When other node newly is promoted, this new Master changes the state of old Master to "DISCONNECT". When any node can not become Master, this "LATEST" will be keeped.
=== pgsql-xlog-replay-loc ===
There is no Master node, it is displayed. RA decide to promote one node to Master comparing with the value of the last_replay_xlog_location or last_receive_xlog_replay_location among other node.
== appendix ==
=== sample settings for crm command ===
```
property \
no-quorum-policy="ignore" \
stonith-enabled="false" \
crmd-transition-delay="0s"
rsc_defaults \
resource-stickiness="INFINITY" \
migration-threshold="1"
ms msPostgresql pgsql \
meta \
master-max="1" \
master-node-max="1" \
clone-max="2" \
clone-node-max="1" \
notify="true"
clone clnPingCheck pingCheck
group master-group \
vip-master \
vip-rep
primitive vip-master ocf:heartbeat:IPaddr2 \
params \
ip="192.168.0.3" \
nic="eth0" \
cidr_netmask="24" \
op start timeout="60s" interval="0s" on-fail="stop" \
op monitor timeout="60s" interval="10s" on-fail="restart" \
op stop timeout="60s" interval="0s" on-fail="block"
primitive vip-rep ocf:heartbeat:IPaddr2 \
params \
ip="192.168.2.3" \
nic="eth2" \
cidr_netmask="24" \
meta \
migration-threshold="0" \
op start timeout="60s" interval="0s" on-fail="restart" \
op monitor timeout="60s" interval="10s" on-fail="restart" \
op stop timeout="60s" interval="0s" on-fail="block"
primitive pgsql ocf:heartbeat:pgsql \
params \
pgctl="/usr/bin/pg_ctl" \
psql="/usr/bin/psql" \
pgdata="/var/lib/pgsql/data/" \
start_opt="-p 5432" \
rep_mode="sync" \
node_list="node1 node2" \
restore_command="cp /var/lib/pgsql/pg_archive/%f %p" \
primary_conninfo_opt="keepalives_idle=60 keepalives_interval=5 keepalives_count=5" \
master_ip="192.168.2.3" \
restart_on_promote="true" \
op start timeout="60s" interval="0s" on-fail="restart" \
op monitor timeout="60s" interval="4s" on-fail="restart" \
op monitor timeout="60s" interval="3s" on-fail="restart" role="Master" \
op promote timeout="60s" interval="0s" on-fail="restart" \
op demote timeout="60s" interval="0s" on-fail="stop" \
op stop timeout="60s" interval="0s" on-fail="block" \
op notify timeout="60s" interval="0s"
colocation rsc_colocation-1 inf: master-group msPostgresql:Master
order rsc_order-1 0: msPostgresql:promote master-group:start symmetrical=false
order rsc_order-2 0: msPostgresql:demote master-group:stop symmetrical=false
```
You can load as follows.
# crm configure load update [filename]
=== Q&A ===
* How do I force start Master although pgsql-data-status is "DISCONNECT"?
** `crm_attribute -l forever -N {Node Name} -n "pgsql-data-status" -v "LATEST"`
* What's PGSQL.lock file?
** The file is created on promote.

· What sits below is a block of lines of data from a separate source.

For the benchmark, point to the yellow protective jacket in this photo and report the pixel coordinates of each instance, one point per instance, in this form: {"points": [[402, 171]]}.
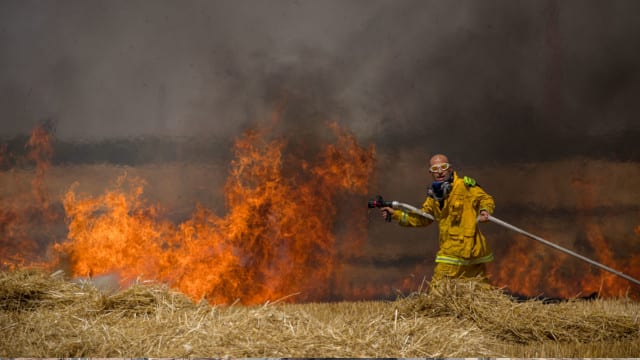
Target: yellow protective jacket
{"points": [[461, 242]]}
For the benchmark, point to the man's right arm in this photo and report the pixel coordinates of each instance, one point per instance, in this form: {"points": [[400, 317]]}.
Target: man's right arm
{"points": [[410, 219]]}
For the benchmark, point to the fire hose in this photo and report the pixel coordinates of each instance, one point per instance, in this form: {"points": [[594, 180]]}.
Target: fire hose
{"points": [[401, 206]]}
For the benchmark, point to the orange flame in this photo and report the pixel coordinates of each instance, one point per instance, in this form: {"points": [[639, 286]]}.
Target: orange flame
{"points": [[277, 238], [18, 239]]}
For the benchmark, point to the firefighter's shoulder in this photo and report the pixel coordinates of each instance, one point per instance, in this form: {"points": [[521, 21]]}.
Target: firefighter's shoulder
{"points": [[469, 181]]}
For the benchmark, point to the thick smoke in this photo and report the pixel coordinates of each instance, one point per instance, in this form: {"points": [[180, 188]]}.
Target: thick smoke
{"points": [[467, 77]]}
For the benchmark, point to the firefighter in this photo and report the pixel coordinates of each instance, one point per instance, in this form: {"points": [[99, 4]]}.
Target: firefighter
{"points": [[457, 204]]}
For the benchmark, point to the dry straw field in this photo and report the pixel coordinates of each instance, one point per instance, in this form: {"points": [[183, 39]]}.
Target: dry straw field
{"points": [[47, 315]]}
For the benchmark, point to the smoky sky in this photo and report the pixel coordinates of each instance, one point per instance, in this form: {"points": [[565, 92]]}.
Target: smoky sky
{"points": [[499, 80]]}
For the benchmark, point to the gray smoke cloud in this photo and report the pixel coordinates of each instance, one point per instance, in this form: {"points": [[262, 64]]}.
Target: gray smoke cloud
{"points": [[497, 78]]}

And it's deleted on demote only if replica does not exist. If this file remains in a node, it means that the data may be inconsistent. Please copy all data from PRI and delete this lock file.
* How do we stop all servers?
** First, stop replica. After that stop Master. If you stop Master in first, PGSQL.lock file remains.